UPDATE: on 20 March 2020, on the eve of Nauroz, Roland Marchal was freed from prison, in exchange for the liberation of an Iranian engineer arrested in France for allegedly violating US sanctions on Iran. Although he has generally kept quiet since then, arriving in Coronavirus-confined France, he gave a moving interview to French public radio-TV on 8 April.

Fariba is still in prison (on 15 April) but apparently she’s feeling much better, not only physically but also for having been put in charge of the woman’s section of Evin Prison library, which she says ‘is not at all bad’.

Roland Marchal, probably the major French specialist on Somalia and the Horn of Africa, was taken hostage by Iran’s revolutionary guards, together with Fariba Adelkhah, another researcher belonging to the Centre de Recherches Internationales, to which I am also affiliated. Following is the text of the Fariba and Roland Support Committee, that we publish on the eve of the celebration of the Iranian revolution (11 Feb). We request the Iranian leader to free both researchers and all other prisoners in Iran who have been unjustly detained.

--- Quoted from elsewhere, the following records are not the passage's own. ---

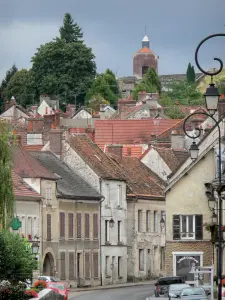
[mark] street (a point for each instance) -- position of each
(126, 293)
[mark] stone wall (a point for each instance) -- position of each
(199, 246)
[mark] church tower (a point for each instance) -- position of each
(144, 58)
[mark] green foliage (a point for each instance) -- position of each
(20, 261)
(190, 74)
(70, 31)
(173, 112)
(185, 93)
(104, 85)
(6, 187)
(150, 83)
(19, 87)
(7, 78)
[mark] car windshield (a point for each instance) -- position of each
(177, 287)
(193, 291)
(58, 286)
(169, 281)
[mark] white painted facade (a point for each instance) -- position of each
(113, 239)
(154, 161)
(13, 113)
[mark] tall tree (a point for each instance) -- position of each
(7, 78)
(70, 31)
(64, 67)
(19, 87)
(6, 187)
(188, 73)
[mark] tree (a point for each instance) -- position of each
(7, 78)
(19, 87)
(70, 31)
(101, 87)
(173, 112)
(150, 83)
(6, 187)
(16, 259)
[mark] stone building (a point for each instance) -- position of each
(187, 242)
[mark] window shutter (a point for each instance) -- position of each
(70, 233)
(87, 226)
(95, 226)
(95, 264)
(71, 266)
(49, 227)
(198, 227)
(62, 225)
(63, 266)
(79, 226)
(87, 265)
(176, 227)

There is no indication that either researcher was targeted for what they wrote; Fariba has worked as a researcher in Iran for years, sometimes being harassed by security services but never imprisoned. Roland didn’t even work on Iran. They were clearly taken as hostages in the geopolitical game opposing Iran and the West.

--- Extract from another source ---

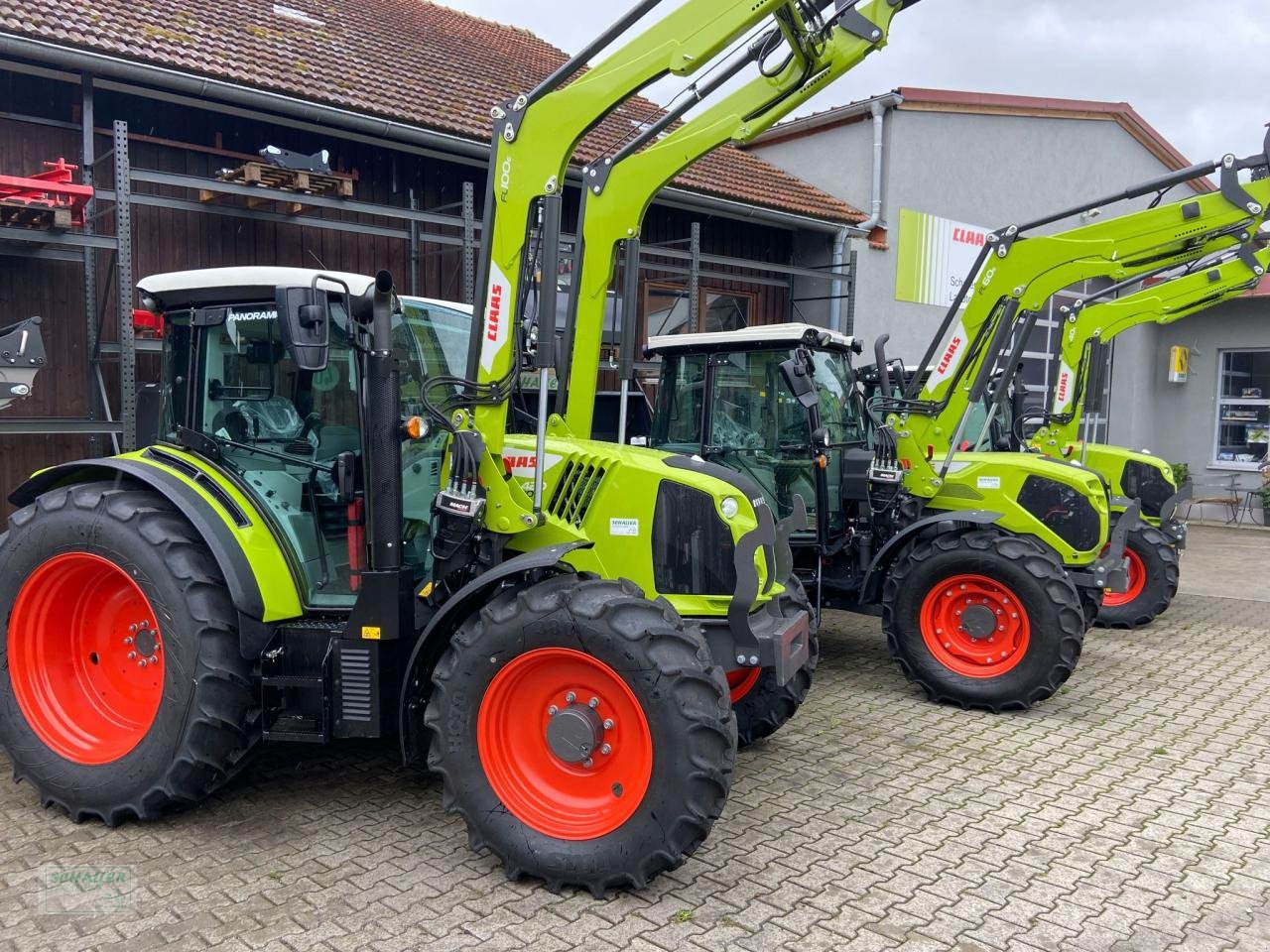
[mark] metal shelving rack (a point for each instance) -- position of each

Freedom for Fariba Adelkhah and Roland Marchal, academic prisoners in Iran
 
Fariba Adelkhah and Roland Marchal, two researchers affiliated to the Centre for International Studies (CERI) in Paris, have been in an Iranian prison since June 5, 2019. Alongside other foreign academics, they have been accused of political crimes: undermining national security, propaganda against the regime and spying.

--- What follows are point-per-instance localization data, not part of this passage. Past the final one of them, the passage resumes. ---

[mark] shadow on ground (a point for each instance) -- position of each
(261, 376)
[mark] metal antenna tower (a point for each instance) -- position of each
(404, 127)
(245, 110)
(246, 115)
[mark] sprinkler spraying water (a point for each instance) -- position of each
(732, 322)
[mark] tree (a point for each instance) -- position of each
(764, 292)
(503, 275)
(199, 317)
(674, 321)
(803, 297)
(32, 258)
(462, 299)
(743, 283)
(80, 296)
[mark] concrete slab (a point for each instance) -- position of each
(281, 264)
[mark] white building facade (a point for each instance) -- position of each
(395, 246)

Iran’s justice system has itself acknowledged the arbitrary nature of the allegations. In December a court ordered their conditional release and in January espionage charges against Fariba Adelkhah were dropped. Yet it is not justice, but Iran’s Revolutionary Guards who determine their fate and harsh conditions of detention. 

On 24 December Fariba Adelkhah began a hunger strike. With Kylie Moore-Gilbert, an Australian-British academic incarcerated since 2018, she refused food in defence of legal rights and academic freedom throughout the Middle East.  Their pleas have successfully highlighted the plight of all academic prisoners. After six weeks of starvation, Fariba Adelkhah’s health is now in a critical condition.

Despite international publicity and outcry, the academics face acute danger. Fariba Adelkhah and Roland Marchal may soon be brought before Tehran’s Revolutionary Tribunal. There are strong reasons to believe that this trial will not be impartial.

The ‘shadow power’ of the Revolutionary Guards ultimately rests, constitutionally, on the Supreme Guide of the Revolution. This is why we formally address him, on this Tuesday 11th of February, the day commemorating the 1979 revolution, to ask him to save the Islamic Republic from the shame of injustice by ordering the Revolutionary Guards to free Fariba Adelkhah and Roland Marchal and all others unjustly detained.

From the depths of Evin prison, Fariba Adelkhah poignantly has called upon us to “save researchers, in order to save research and preserve our history”. This appeal concerns not only the Islamic Republic and the whole Middle East, but academics throughout the world. For there will be no free and fair society without academic freedom.

For more information see Center for Human Rights in Iran: Who are the Dual and Foreign Nationals Imprisoned in Iran. An impression of how the conditions of detention may be for Roland Marchal and Fariba Adelkhah can be gained by reading the letters that Kylie Moore-Gilbert sent from the prison, published on the same website.